In conclusion, the IELTS speaking test is a great opportunity to showcase your English speaking skills and to achieve your desired band score. To crack the IELTS speaking test in a flash, you need to:


  • Understand the format and purpose of each part of the test.



  • Prepare common topics and questions for part 1.



  • Use short and simple answers with examples for part 1.



  • Speak fluently and confidently for part 1.



  • Use the cue card and preparation time wisely for part 2.



  • Use a clear and logical structure for your speech for part 2.



  • Use a range of vocabulary and grammar accurately for part 2.



  • Listen carefully and answer the question directly for part 3.



  • Give your opinion and justify it with reasons and examples for part 3.



  • Use signposting language and discourse markers for part 3.



Provide a call to action for the readers




If you want to crack the IELTS speaking test in a flash, you need to practice as much as possible with realistic and relevant questions and topics. To help you with this, we have prepared a free pdf that will provide you with more tips and practice materials for the IELTS speaking test. You can download it by clicking on the link below. Don't miss this chance to improve your speaking skills and get ready for your IELTS test. Download the free pdf now and start practicing today!


FAQs




  • What is the IELTS speaking test?



The IELTS speaking test is one of four parts of your IELTS test, the others being Reading, Writing and Listening. The Speaking test takes place in a separate, private room with just you and the examiner. It assesses a wide range of skills, including your ability to talk at length on a given topic, using appropriate language.

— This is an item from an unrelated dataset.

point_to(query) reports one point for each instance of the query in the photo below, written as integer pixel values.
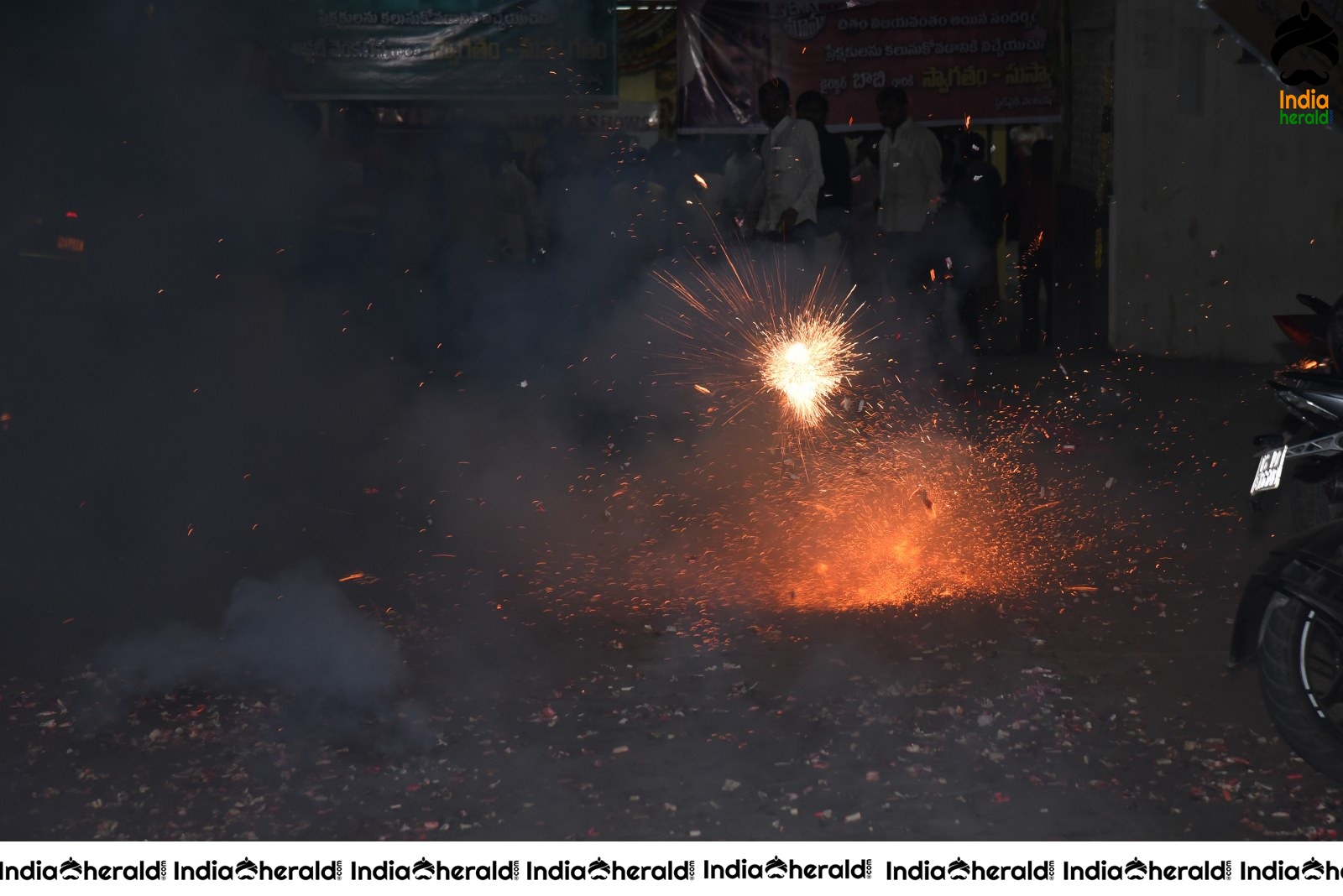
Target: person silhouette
(1295, 39)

  • How long is the IELTS speaking test?



The IELTS speaking test is 11-14 minutes long and is in three parts: Part 1 - You will answer questions about yourself and your family, your work or studies, your hobbies and interests, etc. This part lasts for 4-5 minutes. Part 2 - You will speak about a topic that is given to you on a cue card. You will have one minute to prepare your speech and then you will speak for up to two minutes. This part lasts for 3-4 minutes. Part 3 - You will have a longer discussion with the examiner about the topic introduced in Part 2. You will be asked more abstract and complex questions that require you to give your opinions, reasons, examples, etc. This part lasts for 4-5 minutes.


  • How is the IELTS speaking test scored?

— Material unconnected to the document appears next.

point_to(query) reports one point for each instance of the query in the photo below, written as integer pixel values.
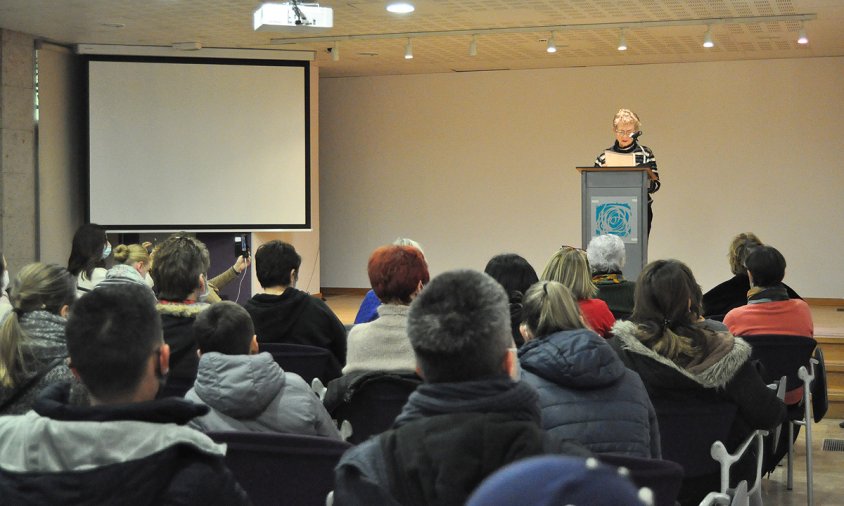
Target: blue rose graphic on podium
(613, 218)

The IELTS speaking test is scored by the examiner based on four criteria: fluency and coherence, lexical resource, grammatical range and accuracy, and pronunciation. Each criterion is worth 25% of your total score. You will receive a band score from 1 to 9 for each criterion and an overall band score from 1 to 9 for the whole test.

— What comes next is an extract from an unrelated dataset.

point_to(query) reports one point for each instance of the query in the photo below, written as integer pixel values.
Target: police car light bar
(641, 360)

  • How can I improve my IELTS speaking skills?



You can improve your IELTS speaking skills by practicing regularly with realistic and relevant questions and topics. You can also record yourself and listen to your performance, or get feedback from a teacher or a friend. You should also learn some useful tips and strategies for each part of the test, such as how to extend your answers, how to structure your speech, how to use vocabulary and grammar accurately, etc.


  • Where can I find more tips and practice materials for the IELTS speaking test?



You can find more tips and practice materials for the IELTS speaking test in our free pdf that we have prepared for you. You can download it by clicking on the link below. It contains more information and resources for each part of the test, as well as some sample answers and transcripts. It will help you prepare better and perform better on your IELTS speaking test.